Andy Butler, a research director at Gartner, said the software industry is failing to reflect the hardware changes in its licensing policies.
"There is some movement on the part of vendors such as BEA and Microsoft to address multicore architectures, but generally there is no word from the software vendors on how to restructure their software licensing," he said.
Butler said that conversations with the likes of IBM and Oracle about licensing for virtual machines--where an individual server is partitioned into "virtual" machines--are met with "intransigence and inflexibility."
This means software prices could rise by at least 50 percent by 2006. An example of a user upgrading to dual-core chip hardware shows they would pay double the CPU fee, despite only gaining a 50 percent improvement in performance, according to Gartner.
Large corporations are likely to have more bargaining power with the software industry than small companies, according to Butler.
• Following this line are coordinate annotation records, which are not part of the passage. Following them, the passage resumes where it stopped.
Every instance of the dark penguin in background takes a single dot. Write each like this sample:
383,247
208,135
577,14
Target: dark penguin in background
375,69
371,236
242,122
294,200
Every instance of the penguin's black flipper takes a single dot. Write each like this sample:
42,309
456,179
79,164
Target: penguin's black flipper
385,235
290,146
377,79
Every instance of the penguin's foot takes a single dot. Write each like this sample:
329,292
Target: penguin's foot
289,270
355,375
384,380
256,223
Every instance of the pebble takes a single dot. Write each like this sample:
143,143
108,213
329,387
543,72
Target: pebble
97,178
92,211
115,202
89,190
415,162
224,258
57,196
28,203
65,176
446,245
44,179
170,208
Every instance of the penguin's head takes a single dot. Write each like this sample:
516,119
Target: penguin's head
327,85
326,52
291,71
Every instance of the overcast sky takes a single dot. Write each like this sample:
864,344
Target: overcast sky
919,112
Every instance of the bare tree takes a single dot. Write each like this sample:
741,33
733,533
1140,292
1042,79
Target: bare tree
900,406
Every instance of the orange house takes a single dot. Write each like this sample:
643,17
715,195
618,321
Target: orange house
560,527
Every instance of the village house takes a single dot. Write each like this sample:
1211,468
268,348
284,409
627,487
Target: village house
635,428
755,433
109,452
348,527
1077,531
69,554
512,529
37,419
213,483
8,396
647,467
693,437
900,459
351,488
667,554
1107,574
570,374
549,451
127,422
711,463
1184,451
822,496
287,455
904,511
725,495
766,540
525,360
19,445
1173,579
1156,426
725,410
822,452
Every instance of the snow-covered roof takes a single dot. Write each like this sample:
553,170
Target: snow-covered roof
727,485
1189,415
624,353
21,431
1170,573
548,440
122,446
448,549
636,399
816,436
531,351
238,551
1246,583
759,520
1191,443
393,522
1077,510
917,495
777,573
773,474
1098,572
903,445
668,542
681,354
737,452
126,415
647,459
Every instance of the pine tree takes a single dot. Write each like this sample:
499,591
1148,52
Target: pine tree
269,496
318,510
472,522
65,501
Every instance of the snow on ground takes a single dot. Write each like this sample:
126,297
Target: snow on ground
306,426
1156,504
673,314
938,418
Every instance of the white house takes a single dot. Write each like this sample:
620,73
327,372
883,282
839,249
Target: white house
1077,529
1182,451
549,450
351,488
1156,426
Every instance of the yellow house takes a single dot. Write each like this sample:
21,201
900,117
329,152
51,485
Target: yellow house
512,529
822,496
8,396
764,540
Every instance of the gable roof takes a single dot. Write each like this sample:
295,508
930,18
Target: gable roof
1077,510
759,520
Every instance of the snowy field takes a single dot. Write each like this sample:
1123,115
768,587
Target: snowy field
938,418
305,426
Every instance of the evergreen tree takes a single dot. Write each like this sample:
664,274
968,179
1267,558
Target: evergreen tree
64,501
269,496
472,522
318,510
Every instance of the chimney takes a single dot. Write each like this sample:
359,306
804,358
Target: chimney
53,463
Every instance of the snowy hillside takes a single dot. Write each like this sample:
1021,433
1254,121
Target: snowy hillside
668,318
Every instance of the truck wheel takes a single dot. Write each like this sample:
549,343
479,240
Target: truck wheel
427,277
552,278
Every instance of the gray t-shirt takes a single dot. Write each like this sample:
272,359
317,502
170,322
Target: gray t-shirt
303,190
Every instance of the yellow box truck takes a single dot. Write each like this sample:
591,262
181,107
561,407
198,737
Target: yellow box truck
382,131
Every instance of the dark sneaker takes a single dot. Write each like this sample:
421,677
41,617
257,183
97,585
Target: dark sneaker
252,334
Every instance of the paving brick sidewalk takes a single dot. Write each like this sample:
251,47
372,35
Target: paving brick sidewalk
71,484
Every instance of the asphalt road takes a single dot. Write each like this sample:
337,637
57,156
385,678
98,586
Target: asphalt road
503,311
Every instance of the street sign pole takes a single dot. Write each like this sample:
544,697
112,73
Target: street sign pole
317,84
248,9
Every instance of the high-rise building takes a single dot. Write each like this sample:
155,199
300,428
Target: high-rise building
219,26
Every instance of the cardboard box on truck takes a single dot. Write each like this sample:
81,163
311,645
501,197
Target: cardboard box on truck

"The big organizations will be less exposed, but the ones really exposed are the small and medium businesses," he said.
The other two main hardware trends that will force software prices up are "capacity on demand" and "rapid provisioning" tools, which move software between servers with more or less capacity based on workload requirements.
Gartner warns that the convergence of these trends will accelerate the issue of software pricing and that end-user companies should initiate discussions with vendors now.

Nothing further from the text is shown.